In our view, geographic borders have less significance than gross happiness indices. Cultural distinctions, while honored, matter less than built-environment harmonization with underlying ecosystem health. The only borders are ones of self-realization, which can be easily broken down by transfers of inspiration and empowerment. Oh, and a universal debt jubilee would also help. Well, while we’re at it, lets just scrap the whole Bretton Woods/Federal Reserve/IMF/WTO system and start over with community credit unions, local currencies and microfinance. But never mind, that’s just us.
The Agreements commit all major economies to greenhouse gas cuts, to launch a fund to help the most vulnerable countries, and to avoid some political landmines that could have blown up the talks, namely decisions on the future of the Kyoto Protocol or climate reparations. While many important issues were “kicked down the road,” the Agreements are structured so as to beg their gaps as important questions that must be addressed as soon as possible.
What the Agreements did not do was use mandatory language, in the style of a binding treaty. It struck an advisory tone, after the style of the Copenhagen Accord. As described by some of the law professors in the Irish government’s side event on Legal Form, this may have been the Cancún Agreements’ strength and weakness, both.

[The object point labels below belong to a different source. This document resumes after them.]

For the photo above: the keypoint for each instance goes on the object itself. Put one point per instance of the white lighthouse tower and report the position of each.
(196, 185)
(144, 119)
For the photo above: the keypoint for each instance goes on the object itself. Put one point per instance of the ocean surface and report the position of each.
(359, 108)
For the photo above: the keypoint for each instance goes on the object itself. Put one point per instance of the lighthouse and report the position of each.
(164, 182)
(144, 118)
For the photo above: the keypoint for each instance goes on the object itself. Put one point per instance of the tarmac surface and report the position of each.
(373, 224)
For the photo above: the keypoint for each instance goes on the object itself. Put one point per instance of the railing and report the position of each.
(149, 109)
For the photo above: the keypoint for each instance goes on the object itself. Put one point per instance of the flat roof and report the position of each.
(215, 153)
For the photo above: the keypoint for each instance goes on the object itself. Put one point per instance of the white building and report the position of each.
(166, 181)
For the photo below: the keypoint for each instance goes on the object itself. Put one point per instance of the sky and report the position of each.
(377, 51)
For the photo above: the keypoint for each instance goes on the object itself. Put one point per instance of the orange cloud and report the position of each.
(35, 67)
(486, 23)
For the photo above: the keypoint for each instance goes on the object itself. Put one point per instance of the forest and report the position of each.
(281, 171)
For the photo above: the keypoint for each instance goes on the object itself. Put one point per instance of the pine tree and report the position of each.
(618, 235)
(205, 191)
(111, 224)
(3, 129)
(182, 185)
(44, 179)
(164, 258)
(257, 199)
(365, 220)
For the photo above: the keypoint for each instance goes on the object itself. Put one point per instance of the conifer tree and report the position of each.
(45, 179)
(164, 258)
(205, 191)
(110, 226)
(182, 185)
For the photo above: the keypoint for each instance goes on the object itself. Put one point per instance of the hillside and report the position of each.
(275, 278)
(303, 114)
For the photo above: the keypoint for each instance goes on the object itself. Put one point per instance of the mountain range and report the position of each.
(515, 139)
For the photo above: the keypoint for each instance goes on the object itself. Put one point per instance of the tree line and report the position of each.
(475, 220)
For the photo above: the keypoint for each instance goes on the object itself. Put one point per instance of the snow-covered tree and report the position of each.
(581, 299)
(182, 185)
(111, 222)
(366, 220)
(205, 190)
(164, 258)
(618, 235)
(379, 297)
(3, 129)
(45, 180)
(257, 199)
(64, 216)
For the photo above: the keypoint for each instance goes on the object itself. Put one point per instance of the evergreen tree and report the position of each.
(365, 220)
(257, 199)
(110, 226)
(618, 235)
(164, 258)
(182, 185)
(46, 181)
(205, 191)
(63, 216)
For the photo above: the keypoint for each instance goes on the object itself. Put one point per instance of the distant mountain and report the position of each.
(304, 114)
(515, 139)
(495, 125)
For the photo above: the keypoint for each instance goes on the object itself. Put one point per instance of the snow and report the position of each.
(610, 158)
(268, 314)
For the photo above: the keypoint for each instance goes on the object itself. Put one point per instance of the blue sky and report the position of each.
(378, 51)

Neither the international moratorium on high seas drift nets nor the Helsinki Accord to reduce nuclear weapons are legally binding treaties but both are effective because they create a review process and pressure to conform. Cancún’s form is a strength because as an advisory agreement it does not require country-by-country ratification, which would be impossible for the US and perhaps a number of other countries. It can still foster public pressure and debate, provide social learning and stimulate domestic policy adoption, without requiring ratification.
The legal form is a weakness, as is being pointed out by many critics, because it has inherently weaker obligations, no enforcement mechanisms or penalties for violations, and less invested political capital or domestic buy-in than a legally binding treaty would have.
Had Cancún failed, the UN process itself, based on multilateralism, NGO participation, science and law, could well have ended. Attention would have shifted to the G20 or the dying Empire’s latest pet, the Major Economies Forum. Backroom deals between the large industrial economies would rule the planet until collapse overtook us all.
Instead, the UN multilateral consensus process has been reinvigorated. Transparency and inclusivity have been vindicated. Robert Stavins, Director of the Harvard Environmental Economics Program, observed,
“The key role played by the Mexican leadership is consistent with the notion of Mexico as one of a small number of ‘bridging states,’ which can play particularly important roles in this process because of their credibility in the two worlds that engage in divisive debates in the United Nations: the developed world and the developing world. … Mexico, along with Korea, are members of the OECD, but are also non-Annex I countries under the Kyoto Protocol. This gives Mexico — and gave Minister Espinosa — a degree of credibility across the diverse constituencies in the UNFCCC that was simply not enjoyed by Danish Prime Minister Rasmussen at COP-15 last year.”